A Flexible Input Mapping System for Next-Generation Virtual Reality Controllers
Round 1
Reviewer 1 Report
In the paper, the authors examine an input mapping system that can transform various input signals from next-generation virtual reality devices to suit existing virtual reality contents. The work is clear and accurate while being interesting, relevant to its research field. It may be suggested for publication after revision into journal format.
Author Response
Thank you for taking your valuable time to review this paper. The paper was corrected by native speakers through a professional calibration company, after reflecting the all reviewer's comments.
Reviewer 2 Report
This paper proposes an input mapping system from "next-generation" VR devices to standard inputs.

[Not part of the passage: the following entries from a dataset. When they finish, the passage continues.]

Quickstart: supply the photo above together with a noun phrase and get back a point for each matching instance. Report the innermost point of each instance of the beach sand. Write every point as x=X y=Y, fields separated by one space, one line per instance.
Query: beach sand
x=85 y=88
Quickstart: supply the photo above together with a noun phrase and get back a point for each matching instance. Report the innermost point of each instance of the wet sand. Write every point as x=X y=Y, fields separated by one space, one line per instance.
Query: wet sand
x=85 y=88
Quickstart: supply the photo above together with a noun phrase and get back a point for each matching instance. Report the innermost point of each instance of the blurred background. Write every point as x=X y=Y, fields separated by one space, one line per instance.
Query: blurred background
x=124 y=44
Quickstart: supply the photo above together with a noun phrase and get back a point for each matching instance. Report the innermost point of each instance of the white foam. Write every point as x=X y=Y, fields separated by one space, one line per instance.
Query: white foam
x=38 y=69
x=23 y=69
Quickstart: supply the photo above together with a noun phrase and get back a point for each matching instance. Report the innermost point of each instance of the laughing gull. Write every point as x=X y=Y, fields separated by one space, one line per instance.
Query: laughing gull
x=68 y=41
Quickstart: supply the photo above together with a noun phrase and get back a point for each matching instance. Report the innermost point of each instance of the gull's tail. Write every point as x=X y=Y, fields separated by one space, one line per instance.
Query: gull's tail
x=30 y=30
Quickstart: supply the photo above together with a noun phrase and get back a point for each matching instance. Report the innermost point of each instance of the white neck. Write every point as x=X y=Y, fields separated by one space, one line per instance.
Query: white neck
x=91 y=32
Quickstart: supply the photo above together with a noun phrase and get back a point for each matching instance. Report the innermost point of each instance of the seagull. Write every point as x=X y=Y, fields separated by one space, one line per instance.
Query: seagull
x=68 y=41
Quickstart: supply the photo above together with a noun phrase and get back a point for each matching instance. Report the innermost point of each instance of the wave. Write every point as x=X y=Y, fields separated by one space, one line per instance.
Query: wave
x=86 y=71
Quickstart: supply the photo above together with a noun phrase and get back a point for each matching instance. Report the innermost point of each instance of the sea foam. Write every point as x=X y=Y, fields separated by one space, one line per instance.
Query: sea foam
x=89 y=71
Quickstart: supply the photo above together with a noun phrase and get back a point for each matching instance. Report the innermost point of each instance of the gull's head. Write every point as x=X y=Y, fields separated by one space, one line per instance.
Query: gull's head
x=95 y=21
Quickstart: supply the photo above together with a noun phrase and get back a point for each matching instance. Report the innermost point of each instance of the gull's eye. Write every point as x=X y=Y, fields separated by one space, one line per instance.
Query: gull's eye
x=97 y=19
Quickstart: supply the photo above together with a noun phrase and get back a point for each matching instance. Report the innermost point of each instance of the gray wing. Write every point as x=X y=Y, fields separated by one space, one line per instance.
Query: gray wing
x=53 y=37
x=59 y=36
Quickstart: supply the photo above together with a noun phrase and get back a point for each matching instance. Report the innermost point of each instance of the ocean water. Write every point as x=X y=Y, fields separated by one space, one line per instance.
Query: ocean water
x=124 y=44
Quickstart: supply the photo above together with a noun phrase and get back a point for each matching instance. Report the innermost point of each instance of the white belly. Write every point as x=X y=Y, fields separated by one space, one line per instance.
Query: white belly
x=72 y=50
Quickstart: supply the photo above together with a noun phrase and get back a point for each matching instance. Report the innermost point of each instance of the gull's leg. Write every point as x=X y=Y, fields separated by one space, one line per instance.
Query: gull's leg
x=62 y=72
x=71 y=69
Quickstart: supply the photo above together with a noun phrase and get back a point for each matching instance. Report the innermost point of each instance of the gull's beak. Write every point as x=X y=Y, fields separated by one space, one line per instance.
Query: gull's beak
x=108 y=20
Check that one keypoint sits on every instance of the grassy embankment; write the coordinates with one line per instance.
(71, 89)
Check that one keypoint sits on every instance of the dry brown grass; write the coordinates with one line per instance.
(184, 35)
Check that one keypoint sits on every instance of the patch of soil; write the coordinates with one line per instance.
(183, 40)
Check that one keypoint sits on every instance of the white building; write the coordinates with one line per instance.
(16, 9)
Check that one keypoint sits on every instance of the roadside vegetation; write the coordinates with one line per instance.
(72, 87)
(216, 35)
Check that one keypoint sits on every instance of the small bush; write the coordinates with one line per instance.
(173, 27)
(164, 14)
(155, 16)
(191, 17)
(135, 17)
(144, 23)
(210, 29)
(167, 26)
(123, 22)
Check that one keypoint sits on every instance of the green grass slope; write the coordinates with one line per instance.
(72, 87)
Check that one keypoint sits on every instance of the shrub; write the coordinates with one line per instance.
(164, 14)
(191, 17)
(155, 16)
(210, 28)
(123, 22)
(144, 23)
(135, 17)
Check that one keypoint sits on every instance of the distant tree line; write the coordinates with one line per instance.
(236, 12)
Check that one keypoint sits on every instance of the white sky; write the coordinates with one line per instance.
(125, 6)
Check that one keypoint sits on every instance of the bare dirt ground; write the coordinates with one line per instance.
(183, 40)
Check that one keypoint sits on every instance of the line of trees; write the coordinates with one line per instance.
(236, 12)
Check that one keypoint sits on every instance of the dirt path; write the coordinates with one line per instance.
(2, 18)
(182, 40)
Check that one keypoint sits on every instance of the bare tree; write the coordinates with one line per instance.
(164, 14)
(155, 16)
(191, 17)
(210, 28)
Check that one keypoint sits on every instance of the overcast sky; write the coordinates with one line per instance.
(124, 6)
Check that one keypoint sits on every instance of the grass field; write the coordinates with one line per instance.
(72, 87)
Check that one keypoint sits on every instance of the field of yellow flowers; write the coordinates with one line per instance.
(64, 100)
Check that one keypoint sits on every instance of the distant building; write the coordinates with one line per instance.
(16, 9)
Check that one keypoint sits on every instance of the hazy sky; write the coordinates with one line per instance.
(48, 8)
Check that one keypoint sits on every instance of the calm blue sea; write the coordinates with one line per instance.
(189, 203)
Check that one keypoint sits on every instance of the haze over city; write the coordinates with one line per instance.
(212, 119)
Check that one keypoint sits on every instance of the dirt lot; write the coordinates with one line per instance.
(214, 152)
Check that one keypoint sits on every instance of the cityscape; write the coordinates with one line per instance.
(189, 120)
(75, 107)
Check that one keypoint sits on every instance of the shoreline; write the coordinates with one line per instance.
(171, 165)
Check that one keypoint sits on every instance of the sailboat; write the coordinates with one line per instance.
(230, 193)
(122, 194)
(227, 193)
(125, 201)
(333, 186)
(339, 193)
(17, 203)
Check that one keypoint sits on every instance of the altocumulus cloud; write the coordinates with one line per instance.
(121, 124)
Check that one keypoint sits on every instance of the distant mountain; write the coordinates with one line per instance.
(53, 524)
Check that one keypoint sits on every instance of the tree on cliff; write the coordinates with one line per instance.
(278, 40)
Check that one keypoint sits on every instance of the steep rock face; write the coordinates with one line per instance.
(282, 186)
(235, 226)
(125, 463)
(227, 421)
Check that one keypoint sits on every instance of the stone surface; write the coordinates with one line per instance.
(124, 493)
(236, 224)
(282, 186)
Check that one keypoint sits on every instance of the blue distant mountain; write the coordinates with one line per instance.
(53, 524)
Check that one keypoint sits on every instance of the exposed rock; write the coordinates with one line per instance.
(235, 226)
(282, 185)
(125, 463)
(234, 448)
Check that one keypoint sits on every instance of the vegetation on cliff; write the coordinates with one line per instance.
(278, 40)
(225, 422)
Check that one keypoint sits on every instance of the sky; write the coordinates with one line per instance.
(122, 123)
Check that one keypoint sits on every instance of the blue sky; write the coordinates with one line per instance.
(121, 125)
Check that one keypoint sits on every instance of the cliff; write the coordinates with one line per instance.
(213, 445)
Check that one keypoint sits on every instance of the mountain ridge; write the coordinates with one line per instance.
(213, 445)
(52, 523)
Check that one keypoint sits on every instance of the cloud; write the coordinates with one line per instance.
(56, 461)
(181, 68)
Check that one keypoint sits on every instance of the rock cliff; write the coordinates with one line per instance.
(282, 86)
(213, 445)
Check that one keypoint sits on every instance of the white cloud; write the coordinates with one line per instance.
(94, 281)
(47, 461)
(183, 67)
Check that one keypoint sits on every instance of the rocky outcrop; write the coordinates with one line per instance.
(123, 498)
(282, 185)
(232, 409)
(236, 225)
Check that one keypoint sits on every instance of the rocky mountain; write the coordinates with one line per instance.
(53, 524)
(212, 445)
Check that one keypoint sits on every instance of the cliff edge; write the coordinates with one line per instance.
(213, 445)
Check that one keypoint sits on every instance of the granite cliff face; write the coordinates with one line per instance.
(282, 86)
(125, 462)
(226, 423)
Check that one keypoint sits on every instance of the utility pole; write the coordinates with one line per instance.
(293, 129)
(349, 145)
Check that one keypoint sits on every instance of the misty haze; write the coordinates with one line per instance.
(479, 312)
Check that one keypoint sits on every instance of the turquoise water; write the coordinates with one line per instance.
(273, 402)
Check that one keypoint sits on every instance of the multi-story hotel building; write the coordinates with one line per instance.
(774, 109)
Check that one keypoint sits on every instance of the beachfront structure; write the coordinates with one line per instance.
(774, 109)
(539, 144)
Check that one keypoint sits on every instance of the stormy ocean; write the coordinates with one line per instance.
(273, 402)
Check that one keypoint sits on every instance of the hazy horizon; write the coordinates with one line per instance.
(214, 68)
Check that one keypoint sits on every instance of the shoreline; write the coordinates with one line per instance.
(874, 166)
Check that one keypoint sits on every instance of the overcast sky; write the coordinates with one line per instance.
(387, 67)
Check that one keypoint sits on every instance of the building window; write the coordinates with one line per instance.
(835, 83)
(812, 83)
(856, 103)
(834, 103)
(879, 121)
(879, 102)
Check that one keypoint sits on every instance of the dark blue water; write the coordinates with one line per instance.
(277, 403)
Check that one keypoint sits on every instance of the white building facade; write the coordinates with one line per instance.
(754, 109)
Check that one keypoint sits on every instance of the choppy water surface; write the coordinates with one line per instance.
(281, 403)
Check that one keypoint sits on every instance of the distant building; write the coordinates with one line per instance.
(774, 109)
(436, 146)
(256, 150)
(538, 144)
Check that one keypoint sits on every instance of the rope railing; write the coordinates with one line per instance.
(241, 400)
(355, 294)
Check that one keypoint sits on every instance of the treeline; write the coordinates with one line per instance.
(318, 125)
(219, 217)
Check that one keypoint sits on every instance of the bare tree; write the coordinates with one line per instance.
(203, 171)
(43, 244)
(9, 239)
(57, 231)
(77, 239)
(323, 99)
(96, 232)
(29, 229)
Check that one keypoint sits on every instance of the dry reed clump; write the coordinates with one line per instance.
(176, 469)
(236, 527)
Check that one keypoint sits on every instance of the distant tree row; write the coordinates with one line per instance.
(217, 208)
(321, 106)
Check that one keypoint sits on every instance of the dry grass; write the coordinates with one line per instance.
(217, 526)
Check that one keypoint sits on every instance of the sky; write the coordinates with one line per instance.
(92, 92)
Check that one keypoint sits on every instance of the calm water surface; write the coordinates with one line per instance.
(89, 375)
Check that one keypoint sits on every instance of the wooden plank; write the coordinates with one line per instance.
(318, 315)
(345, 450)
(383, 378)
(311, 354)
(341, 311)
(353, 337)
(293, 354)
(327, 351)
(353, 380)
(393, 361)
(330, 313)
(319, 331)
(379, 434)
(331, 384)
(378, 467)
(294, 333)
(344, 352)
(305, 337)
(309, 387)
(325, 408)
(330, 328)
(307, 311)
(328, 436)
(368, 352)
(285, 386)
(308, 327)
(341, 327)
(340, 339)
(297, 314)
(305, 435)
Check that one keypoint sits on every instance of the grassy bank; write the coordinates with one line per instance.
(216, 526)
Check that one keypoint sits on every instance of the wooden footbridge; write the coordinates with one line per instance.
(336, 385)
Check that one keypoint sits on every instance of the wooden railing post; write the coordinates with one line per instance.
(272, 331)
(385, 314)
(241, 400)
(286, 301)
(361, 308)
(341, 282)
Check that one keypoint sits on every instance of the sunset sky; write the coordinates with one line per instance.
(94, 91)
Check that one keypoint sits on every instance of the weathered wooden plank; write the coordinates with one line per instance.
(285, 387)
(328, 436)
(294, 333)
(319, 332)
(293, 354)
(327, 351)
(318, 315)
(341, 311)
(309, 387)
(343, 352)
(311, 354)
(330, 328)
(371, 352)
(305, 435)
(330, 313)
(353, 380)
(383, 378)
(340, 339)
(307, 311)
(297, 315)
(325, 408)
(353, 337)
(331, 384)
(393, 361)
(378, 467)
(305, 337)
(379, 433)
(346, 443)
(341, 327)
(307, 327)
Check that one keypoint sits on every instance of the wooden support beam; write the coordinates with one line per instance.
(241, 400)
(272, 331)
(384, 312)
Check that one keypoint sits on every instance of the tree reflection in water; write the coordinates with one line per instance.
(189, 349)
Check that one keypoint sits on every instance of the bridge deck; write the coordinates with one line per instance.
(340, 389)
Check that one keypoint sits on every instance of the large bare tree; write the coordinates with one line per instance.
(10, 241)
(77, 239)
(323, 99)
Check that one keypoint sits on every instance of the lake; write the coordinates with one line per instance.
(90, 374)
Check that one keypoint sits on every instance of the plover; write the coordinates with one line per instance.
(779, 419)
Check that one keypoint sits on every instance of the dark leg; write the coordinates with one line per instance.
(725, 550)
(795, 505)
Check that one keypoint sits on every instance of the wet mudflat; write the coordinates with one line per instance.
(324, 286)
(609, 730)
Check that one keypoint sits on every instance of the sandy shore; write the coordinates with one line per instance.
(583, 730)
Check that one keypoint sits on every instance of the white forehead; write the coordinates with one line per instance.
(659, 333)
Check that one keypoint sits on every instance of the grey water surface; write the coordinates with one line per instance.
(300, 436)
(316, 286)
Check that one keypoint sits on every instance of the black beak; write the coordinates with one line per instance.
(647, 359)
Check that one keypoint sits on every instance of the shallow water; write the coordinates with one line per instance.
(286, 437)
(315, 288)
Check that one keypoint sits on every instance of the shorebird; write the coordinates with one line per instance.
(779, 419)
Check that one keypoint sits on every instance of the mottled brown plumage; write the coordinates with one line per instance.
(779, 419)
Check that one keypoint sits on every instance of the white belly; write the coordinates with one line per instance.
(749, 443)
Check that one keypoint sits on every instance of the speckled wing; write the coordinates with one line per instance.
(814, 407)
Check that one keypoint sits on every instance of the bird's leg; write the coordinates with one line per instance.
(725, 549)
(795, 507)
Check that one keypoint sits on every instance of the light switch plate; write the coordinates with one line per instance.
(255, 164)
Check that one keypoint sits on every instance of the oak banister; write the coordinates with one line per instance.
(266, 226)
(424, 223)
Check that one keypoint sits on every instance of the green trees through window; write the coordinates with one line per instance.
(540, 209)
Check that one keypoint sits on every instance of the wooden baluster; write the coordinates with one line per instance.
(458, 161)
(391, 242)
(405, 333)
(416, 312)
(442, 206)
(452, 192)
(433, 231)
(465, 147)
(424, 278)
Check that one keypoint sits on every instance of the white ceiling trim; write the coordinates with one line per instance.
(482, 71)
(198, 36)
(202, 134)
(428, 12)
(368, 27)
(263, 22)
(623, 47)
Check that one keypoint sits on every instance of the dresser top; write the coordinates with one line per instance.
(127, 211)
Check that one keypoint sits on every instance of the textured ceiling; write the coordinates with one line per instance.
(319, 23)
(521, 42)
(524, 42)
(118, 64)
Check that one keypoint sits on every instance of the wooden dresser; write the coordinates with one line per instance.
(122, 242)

The paper is very hard to understand due to the low quality of the English writing. I assume the authors are not native English speakers and so it is understandable to have a lower quality English writing, but in this case this may have affected my evaluation of the paper. I would suggest that authors try to engage a native speaker to review the writing.
After reading the paper, I was left with several questions that I believe should be addressed.
The first question is the argument for the need of this input mapping system. To me, the argument is not very compelling. Authors state that "...controllers that are not compatible with existing virtual reality content have to take significant risks until commercialization." On the one hand, new devices appear every day and many make their way into commercial/consumer applications. So what is the problem, exactly? On the other hand, authors state that "map streams of new input devices to standard input events for use in existing content". We don't really want to use these new devices to interact in the same way we interact while using other standard devices. What is the point of using a Leap Motion device in replacement of a mouse? Of course there is a small gain (for the manufacturer) in emulating standard devices, but that is not the purpose of introducing a new device.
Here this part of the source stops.